I think it isn't a bad design. Kinda limited in what you can use it for though.

I have a 8,000 that is on a roller cart. I fabricated a piece of square tubing that can go on my hitch of my lawn tractor so I can haul it around the yard and use it where I need juice. Real handy when you need it.


----------



## balmoralboy (May 22, 2004)

*Gen Sets*

Those both look real slick. We had 48 hours without power after hurricane Juan at the end of September, and I can really see the value. 

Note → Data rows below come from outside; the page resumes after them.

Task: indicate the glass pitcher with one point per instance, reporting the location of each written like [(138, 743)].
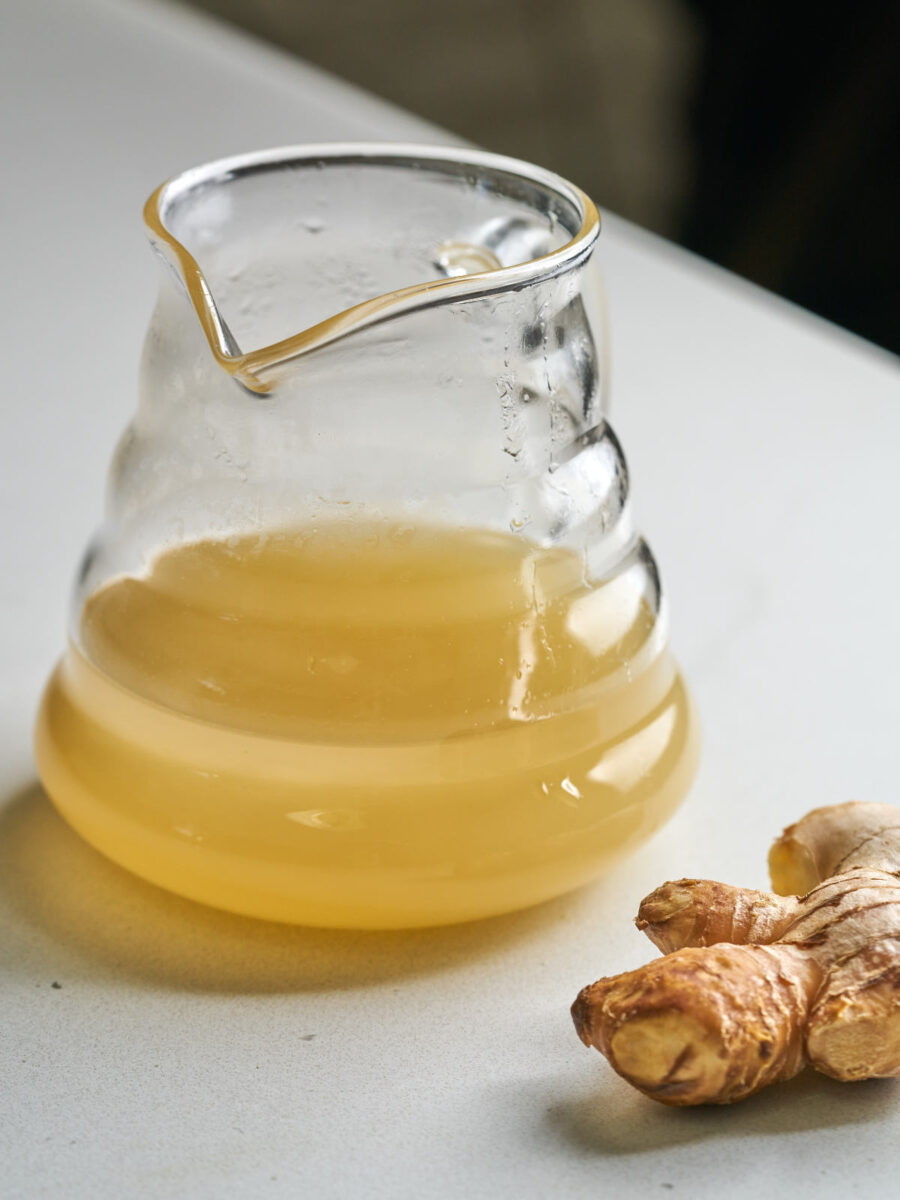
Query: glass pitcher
[(367, 637)]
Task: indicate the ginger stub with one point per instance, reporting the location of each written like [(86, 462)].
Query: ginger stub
[(753, 985)]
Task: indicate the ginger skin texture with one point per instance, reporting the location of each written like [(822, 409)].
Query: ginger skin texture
[(754, 987)]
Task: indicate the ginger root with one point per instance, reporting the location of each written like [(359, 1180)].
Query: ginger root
[(753, 987)]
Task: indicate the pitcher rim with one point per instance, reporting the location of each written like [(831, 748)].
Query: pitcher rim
[(245, 367)]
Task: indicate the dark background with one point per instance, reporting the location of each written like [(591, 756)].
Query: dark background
[(765, 136)]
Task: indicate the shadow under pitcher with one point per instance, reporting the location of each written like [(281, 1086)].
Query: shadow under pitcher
[(367, 639)]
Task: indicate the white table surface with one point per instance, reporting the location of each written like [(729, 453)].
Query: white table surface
[(190, 1054)]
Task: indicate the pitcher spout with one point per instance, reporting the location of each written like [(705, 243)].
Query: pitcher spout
[(276, 262)]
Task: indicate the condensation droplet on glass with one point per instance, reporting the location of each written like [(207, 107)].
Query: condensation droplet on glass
[(457, 258)]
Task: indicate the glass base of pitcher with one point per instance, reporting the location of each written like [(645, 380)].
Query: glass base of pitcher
[(328, 837)]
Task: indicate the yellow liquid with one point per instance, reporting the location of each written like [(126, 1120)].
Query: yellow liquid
[(369, 727)]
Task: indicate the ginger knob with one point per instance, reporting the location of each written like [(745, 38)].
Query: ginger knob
[(753, 985)]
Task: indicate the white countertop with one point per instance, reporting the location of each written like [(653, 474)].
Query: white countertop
[(190, 1054)]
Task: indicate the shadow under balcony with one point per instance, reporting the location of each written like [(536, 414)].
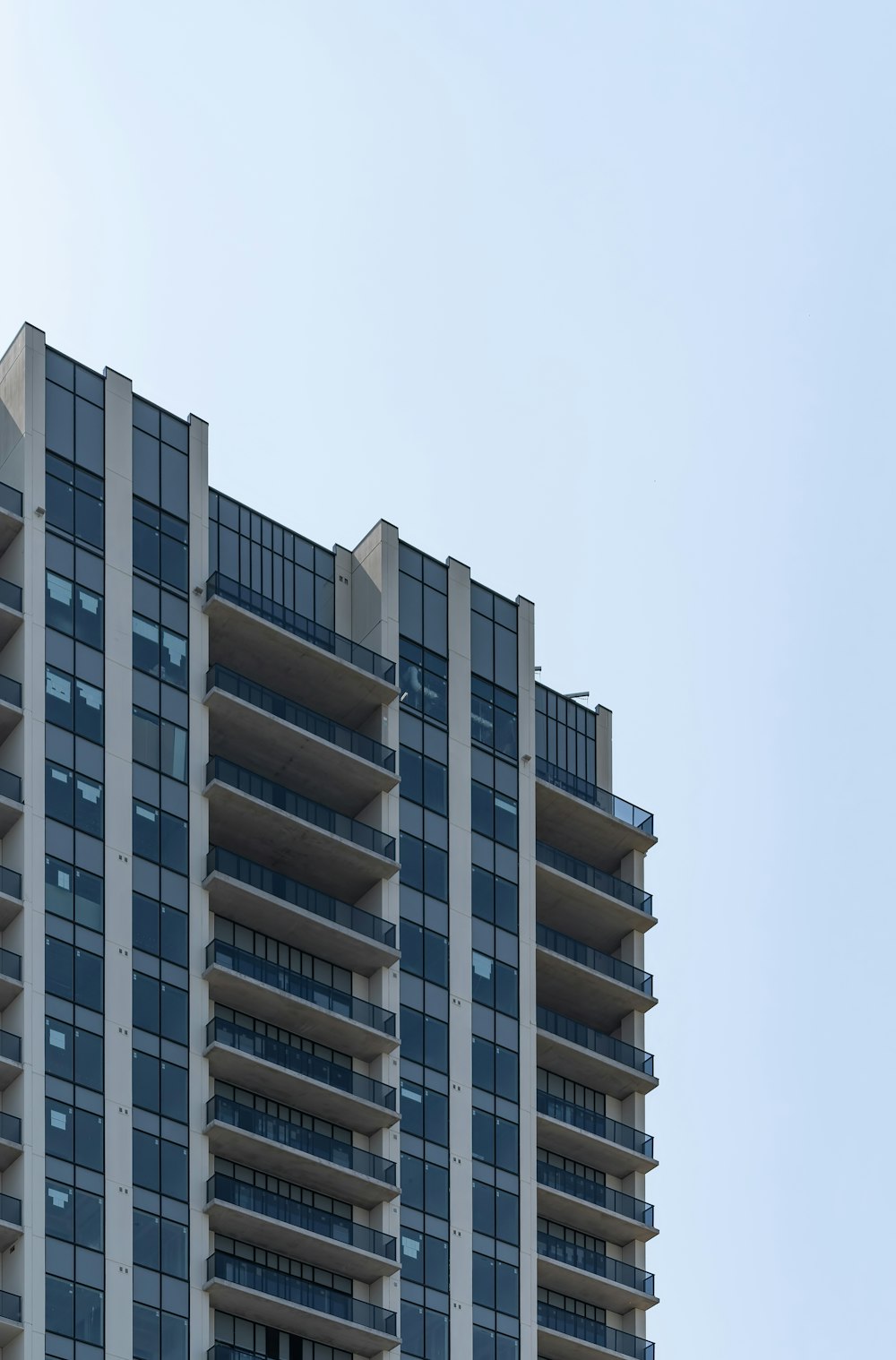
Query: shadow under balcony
[(294, 656), (294, 834), (260, 987), (252, 1213), (588, 822), (590, 985), (590, 1057), (10, 977), (593, 1276), (10, 706), (10, 1140), (289, 910), (10, 1317), (590, 1207), (281, 1072), (567, 1336), (242, 1133), (281, 1300), (11, 805), (11, 521), (10, 1220), (10, 1058), (293, 745), (11, 614), (585, 902), (590, 1137)]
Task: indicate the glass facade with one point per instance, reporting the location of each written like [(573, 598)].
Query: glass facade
[(495, 976), (425, 956), (160, 884), (73, 1210), (271, 1044)]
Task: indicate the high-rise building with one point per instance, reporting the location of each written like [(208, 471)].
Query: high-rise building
[(323, 934)]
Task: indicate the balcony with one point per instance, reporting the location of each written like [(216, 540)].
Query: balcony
[(294, 834), (591, 1207), (283, 1072), (10, 706), (294, 656), (10, 1317), (11, 521), (593, 986), (586, 821), (246, 982), (10, 609), (242, 1133), (10, 895), (593, 1276), (10, 1140), (586, 902), (594, 1058), (10, 1220), (289, 743), (567, 1336), (10, 801), (593, 1139), (10, 1058), (10, 977), (281, 1300), (296, 1230), (287, 910)]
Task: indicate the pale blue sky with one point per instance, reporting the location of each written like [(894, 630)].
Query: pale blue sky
[(599, 298)]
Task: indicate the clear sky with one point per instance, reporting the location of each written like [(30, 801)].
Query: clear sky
[(601, 299)]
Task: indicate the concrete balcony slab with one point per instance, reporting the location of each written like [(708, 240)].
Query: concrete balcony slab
[(297, 1166), (294, 925), (294, 1089), (583, 993), (340, 1257), (289, 1317), (293, 846), (287, 753), (293, 667), (291, 1012)]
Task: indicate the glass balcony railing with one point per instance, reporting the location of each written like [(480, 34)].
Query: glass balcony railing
[(589, 1121), (11, 691), (10, 1046), (298, 985), (619, 808), (297, 1060), (249, 1275), (594, 959), (594, 1041), (10, 1128), (299, 895), (10, 1307), (11, 1209), (594, 1262), (298, 716), (11, 598), (10, 882), (11, 965), (297, 805), (302, 627), (299, 1139), (591, 1192), (586, 874), (10, 498), (593, 1331), (257, 1200)]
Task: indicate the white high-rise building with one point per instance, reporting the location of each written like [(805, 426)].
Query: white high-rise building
[(323, 934)]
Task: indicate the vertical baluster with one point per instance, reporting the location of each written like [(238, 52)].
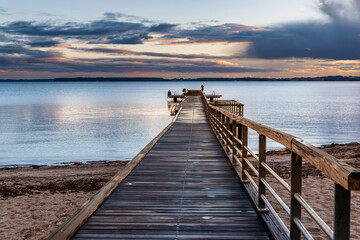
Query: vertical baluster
[(234, 125), (244, 152), (342, 213), (296, 182), (262, 171), (227, 146)]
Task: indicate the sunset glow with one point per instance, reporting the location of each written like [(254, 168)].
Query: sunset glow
[(314, 39)]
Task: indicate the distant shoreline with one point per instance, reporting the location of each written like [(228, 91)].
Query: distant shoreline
[(125, 79)]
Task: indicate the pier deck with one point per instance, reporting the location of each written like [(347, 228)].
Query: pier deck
[(184, 188)]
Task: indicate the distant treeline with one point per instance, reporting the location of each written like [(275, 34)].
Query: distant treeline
[(122, 79)]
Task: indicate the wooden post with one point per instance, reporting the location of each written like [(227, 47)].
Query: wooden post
[(227, 144), (244, 152), (234, 125), (296, 182), (262, 171), (342, 213)]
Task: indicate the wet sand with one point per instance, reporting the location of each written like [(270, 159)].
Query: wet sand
[(35, 200)]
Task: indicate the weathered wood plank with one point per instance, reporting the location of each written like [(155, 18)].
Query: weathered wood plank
[(185, 188)]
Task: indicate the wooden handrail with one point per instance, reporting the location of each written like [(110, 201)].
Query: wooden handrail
[(341, 173), (232, 133)]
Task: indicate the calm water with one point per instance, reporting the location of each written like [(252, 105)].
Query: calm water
[(45, 123)]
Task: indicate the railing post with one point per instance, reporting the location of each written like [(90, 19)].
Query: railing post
[(262, 171), (244, 152), (296, 182), (227, 144), (342, 213), (222, 127), (234, 125)]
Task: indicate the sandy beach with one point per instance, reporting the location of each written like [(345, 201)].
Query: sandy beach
[(36, 200)]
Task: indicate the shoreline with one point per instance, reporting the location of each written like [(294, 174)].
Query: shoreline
[(86, 162), (37, 199)]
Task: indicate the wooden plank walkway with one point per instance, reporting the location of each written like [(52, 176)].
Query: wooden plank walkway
[(185, 188)]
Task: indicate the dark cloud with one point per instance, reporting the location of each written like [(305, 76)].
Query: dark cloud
[(223, 33), (11, 49), (126, 39), (119, 65), (3, 11), (151, 54), (92, 30), (49, 43), (162, 27), (338, 39)]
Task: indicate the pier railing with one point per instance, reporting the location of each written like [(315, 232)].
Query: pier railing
[(231, 106), (232, 132)]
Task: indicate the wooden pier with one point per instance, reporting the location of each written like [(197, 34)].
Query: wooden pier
[(194, 181)]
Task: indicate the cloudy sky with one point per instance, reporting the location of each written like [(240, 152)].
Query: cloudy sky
[(184, 38)]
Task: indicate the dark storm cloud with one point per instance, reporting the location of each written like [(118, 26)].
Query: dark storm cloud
[(162, 27), (49, 43), (118, 65), (92, 30), (11, 49), (222, 33), (151, 54), (338, 39), (3, 11)]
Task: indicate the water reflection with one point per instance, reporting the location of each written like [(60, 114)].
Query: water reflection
[(55, 122)]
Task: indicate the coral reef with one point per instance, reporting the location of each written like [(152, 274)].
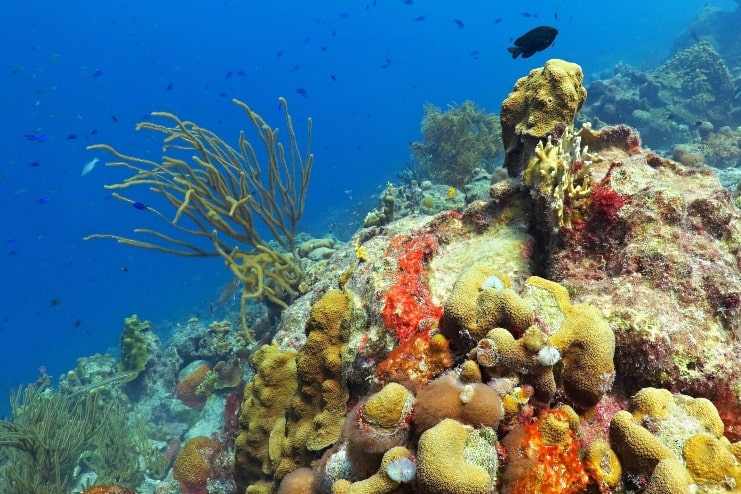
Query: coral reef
[(134, 346), (676, 439), (192, 468), (446, 467), (262, 417), (683, 100), (539, 104)]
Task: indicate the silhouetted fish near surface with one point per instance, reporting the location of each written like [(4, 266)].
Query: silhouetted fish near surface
[(228, 292), (533, 41)]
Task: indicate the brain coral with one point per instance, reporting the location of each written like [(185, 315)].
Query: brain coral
[(546, 98)]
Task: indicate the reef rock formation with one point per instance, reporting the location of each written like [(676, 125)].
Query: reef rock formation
[(452, 312)]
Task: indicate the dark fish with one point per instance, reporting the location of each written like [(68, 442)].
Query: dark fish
[(37, 137), (228, 292), (533, 41)]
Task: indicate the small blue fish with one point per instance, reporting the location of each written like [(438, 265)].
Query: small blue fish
[(37, 137)]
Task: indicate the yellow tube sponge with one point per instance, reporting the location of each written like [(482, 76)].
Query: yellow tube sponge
[(442, 467)]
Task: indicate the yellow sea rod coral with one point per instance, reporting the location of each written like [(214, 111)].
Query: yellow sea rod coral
[(559, 177), (442, 464)]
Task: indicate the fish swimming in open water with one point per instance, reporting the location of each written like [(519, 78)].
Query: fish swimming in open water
[(533, 41)]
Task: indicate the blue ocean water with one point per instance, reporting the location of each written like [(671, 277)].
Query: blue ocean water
[(83, 72)]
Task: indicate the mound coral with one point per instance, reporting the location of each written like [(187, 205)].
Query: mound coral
[(672, 438), (316, 413), (192, 468), (548, 98), (475, 306), (375, 425), (387, 479), (262, 420), (449, 462), (187, 388), (474, 404)]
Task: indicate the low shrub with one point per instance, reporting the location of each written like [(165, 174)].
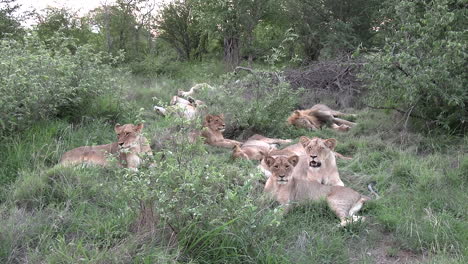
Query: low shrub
[(37, 83)]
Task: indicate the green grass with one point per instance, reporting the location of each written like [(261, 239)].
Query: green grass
[(85, 215)]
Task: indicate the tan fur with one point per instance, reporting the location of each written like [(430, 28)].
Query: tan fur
[(188, 109), (318, 116), (288, 190), (130, 143), (212, 132), (321, 160), (255, 147), (326, 173)]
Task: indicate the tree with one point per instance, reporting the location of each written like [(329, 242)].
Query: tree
[(125, 26), (234, 21), (65, 22), (179, 26), (9, 24), (337, 25), (421, 70)]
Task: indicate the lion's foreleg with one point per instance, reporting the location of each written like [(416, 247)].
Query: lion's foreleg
[(340, 121)]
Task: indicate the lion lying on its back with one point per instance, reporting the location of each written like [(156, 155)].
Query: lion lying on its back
[(317, 160), (318, 116), (212, 132), (129, 145), (255, 147)]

The power went out on Sunday night and came back on late Tuesday night for us. We got up Tuesday morning and drove two hours to get a rental. With a 5000 and a 4500 we were able to run two oil water heaters, an oil furnace, a coffee machine, a fridge and a freezer (household style). Oh, and the debit/credit card terminal. Periodically I'd disconnect and dedicate one generator to the dishwasher and let them get caught up on the dishes. With that we were able to open the restaurant Tuesday afternoon and sell most of the stock in the freezers and fridge before it spoiled.
And offer rooms for people who had no water or hot water and needed a shower, as well as meals for those who couldn't cook at home.
It was quite a week!. Some of the staff didn't get power back for ten days!

Brother-in-law lost 87 trees from his property. He has a lawn now where the woods used to be. I drove down one road and for a mile and a half there was at least one tree down leaning on the wires between every pair of poles. 

But you know what the biggest problem was? Getting gas for the genset. I had to go 60 miles for gas(no stations had power!). I cleaned out the Amherst Canadian Tire out of those red plastic Gas jugs. If you're driving that far you want to come back with a load. And not have to do it tomorrow.

So far I haven't invested in a generator, but I have all my furnaces and hot water tanks set up with plugs between the disconnect and the furnace, ready for next time! 

That which doesn't break me, makes me stronger, right!


----------